Just checked, might have creepy crawlies. What does chlamydia feel like? Not near wireless to consult webMD.
I am literally too baked to press the call button. How am I supposed to bone him?
Just kicked a guy in his penis in order to win a dance contest on Bourbon....desperate.
bro im too drunk for your spanish code words. did you fuck her or not.
Single person behavior: I wanted a cookie but was too lazy to make or go buy any, so I let cookie dough ice cream melt and ate all the chunks. Pantsless.
How was the rest of your night?
A little fuzzy and a lot naked.
I feel like getting drunk at the airport is sort of a rite of passage into adulthood, but maybe i should reserve that occasion for a flight thats not just 1 hr
Chose not to courtesy flush and the CEO huffed the result. I feel powerful.
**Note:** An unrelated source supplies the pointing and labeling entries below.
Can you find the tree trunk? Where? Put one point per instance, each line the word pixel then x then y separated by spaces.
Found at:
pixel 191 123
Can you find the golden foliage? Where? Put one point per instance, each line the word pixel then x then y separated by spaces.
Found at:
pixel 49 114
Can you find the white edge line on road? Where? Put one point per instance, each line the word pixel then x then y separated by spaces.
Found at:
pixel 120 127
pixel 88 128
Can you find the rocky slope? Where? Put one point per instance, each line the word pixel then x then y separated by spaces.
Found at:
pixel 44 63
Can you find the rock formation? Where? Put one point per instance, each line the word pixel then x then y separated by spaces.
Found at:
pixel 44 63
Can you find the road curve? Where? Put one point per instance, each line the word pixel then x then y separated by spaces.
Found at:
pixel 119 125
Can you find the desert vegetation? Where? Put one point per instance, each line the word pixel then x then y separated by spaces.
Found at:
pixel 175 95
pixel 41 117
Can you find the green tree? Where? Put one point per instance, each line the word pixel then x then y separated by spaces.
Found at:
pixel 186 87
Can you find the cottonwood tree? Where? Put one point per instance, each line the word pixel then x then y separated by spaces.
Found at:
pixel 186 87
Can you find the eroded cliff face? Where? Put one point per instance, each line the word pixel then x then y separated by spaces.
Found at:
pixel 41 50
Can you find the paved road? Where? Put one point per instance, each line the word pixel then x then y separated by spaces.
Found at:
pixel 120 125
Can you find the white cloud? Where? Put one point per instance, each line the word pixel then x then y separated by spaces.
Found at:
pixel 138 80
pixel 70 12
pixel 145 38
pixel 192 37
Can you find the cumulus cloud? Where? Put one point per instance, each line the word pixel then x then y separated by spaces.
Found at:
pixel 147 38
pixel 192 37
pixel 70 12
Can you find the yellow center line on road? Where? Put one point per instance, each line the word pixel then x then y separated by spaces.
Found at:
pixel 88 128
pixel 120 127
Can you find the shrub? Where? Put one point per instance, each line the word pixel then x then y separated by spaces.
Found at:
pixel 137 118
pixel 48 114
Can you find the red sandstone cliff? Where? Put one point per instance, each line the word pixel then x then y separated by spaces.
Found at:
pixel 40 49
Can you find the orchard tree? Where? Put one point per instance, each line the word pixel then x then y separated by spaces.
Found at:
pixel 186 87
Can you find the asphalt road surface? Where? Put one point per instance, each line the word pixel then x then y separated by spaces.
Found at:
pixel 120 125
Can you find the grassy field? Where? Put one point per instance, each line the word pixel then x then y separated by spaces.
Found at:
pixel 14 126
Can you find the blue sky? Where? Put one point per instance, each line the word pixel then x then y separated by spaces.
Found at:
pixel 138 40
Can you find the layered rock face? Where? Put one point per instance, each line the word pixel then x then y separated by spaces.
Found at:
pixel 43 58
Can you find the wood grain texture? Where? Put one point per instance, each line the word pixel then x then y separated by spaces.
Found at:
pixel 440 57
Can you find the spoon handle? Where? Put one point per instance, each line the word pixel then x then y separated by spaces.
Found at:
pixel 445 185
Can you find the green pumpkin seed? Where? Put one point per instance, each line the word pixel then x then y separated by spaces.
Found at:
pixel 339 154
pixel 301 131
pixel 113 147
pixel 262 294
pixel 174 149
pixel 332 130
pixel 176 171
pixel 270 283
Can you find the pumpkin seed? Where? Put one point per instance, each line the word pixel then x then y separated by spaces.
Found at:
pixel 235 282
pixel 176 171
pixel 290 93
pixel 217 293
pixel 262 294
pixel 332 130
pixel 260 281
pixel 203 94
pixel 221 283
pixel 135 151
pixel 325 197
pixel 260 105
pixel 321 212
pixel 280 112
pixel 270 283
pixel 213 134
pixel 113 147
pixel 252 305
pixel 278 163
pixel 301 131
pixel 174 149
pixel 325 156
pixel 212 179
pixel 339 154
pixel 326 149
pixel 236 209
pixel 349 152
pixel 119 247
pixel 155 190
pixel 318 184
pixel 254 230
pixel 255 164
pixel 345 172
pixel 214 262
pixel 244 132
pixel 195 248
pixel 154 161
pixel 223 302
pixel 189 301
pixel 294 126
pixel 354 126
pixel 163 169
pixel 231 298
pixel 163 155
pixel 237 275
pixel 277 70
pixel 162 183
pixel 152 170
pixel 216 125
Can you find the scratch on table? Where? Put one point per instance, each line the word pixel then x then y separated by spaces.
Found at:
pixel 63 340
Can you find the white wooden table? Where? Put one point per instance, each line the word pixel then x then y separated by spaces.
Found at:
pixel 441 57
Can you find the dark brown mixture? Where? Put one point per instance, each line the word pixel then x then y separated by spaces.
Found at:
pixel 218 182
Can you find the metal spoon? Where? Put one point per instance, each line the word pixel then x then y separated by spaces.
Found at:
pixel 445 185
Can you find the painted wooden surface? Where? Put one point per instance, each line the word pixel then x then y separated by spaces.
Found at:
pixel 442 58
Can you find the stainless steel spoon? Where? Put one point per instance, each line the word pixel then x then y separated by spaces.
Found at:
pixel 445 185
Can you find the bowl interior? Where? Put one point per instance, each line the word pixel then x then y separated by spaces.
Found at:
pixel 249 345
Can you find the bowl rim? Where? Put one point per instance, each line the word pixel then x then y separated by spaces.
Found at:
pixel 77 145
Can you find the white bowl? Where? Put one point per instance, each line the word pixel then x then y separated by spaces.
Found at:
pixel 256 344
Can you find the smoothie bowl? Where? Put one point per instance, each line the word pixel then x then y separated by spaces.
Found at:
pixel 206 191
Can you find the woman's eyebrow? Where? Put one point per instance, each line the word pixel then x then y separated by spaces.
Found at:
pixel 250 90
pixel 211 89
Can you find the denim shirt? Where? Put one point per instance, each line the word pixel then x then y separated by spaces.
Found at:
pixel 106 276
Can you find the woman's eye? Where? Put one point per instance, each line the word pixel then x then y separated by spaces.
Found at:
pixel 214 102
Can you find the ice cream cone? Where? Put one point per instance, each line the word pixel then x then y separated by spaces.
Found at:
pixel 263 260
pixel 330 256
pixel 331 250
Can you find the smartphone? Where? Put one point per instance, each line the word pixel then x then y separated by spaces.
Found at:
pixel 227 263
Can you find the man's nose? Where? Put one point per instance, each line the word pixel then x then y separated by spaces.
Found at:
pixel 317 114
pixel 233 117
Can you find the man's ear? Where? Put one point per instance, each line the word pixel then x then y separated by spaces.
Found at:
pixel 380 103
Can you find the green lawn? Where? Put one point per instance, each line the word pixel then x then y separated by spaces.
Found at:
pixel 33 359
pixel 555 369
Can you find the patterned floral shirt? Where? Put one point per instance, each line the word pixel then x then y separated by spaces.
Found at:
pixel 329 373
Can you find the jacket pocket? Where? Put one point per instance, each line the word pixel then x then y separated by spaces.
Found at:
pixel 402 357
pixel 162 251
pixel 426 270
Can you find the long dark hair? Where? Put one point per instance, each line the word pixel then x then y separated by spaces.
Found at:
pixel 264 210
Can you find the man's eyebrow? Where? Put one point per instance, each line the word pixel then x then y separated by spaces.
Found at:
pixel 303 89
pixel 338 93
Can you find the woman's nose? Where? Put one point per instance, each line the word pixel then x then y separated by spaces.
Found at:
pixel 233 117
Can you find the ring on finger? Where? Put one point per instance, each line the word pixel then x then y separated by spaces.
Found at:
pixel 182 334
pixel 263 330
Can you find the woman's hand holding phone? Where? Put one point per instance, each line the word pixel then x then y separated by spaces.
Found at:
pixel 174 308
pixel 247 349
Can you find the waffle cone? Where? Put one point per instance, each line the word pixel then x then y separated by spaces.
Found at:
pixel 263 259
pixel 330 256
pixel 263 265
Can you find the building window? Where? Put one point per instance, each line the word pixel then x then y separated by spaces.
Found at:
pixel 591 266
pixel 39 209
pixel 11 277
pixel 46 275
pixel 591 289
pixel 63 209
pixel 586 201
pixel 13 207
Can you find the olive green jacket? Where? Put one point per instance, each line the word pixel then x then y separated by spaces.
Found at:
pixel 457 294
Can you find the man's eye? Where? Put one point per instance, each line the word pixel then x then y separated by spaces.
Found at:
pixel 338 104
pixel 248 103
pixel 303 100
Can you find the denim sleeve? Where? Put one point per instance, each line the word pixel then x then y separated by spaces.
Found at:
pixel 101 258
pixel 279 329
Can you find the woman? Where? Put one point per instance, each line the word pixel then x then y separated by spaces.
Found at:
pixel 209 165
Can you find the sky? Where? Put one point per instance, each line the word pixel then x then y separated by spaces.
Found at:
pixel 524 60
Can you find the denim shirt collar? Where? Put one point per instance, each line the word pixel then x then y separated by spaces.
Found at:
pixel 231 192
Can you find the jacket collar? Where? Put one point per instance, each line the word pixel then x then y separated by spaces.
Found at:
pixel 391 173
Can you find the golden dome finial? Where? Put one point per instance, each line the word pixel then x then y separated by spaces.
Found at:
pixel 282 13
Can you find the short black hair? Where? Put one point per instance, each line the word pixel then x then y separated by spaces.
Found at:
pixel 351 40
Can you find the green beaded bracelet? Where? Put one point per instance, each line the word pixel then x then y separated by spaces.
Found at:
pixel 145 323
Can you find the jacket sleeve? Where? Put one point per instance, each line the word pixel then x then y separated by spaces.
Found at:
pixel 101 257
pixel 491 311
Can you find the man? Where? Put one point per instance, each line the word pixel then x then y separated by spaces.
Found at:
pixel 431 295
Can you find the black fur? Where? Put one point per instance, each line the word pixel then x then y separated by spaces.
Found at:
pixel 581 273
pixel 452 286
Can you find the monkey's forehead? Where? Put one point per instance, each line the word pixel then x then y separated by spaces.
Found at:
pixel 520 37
Where are you? Your parents are here. Their flight got in early.
Trashy Tequila Tuesdays. Have them meet me here @ the bar.
I'm not sending your parents to see you drunk at a gay bar. What kind of boyfriend do you think I am?
A great one. Entertain them i'll be home soon....... I think
GOIN TO BED BEFORE TEQUILA BLEEDS FROM MY EYEBALLS
My greatest achievement in life thus far is being the go to friend when you have questions about butt plugs.
Do you ever get high and look at your cat and feel like you know them on an intellectual level?
I have this vague feeling that I was involved in a dance off with a homeless man?
He texted "fuck you" before blocking me on all social media. Come to think of it, that's also the last thing my mother said to me. Could it be that I'm the problem?
Dude, I'm sorry if you saw me getting head in my truck last night. My bad.